TensorRT-RTX API Capture and Replay#

TensorRT-RTX API Capture and Replay streamlines the process of reproducing and debugging issues within your applications. It allows you to record the engine-building phase of an application and later replay the engine-building steps, without needing to re-run the original application or access the model’s source code.

This process is facilitated by two key components:

Capture Shim (libtensorrt_shim.so): This is a library that you can preload or drop into your application. It works by intercepting all TensorRT-RTX API calls made during the network-build phase. These intercepted calls, along with any associated constants, are then saved as a pair of files: a JSON file for the API calls and a BIN file for the constants.
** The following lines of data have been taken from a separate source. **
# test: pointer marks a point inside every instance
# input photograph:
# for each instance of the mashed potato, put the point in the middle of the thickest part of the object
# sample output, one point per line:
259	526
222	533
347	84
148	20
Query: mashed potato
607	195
Player (tensorrt_player): This is a standalone executable that takes the recorded JSON and BIN files generated by the Capture Shim and uses them to rebuild the TensorRT-RTX engine. This means you can recreate the engine that was built during the original application run, differing only in details related to timing differences during auto-tuning, aiding significantly in troubleshooting and debugging. Or, use it to recreate an engine-build failure.

Getting Started#

The feature is currently restricted to Linux. There are two ways to run the capture step.

  1. Capture using LD_PRELOAD, however, if the user application uses dlopen and dlsym to load the TensorRT-RTX library and map its c-functions (exposed by extern C) to the process address space, then you must use the drop-in replacement approach.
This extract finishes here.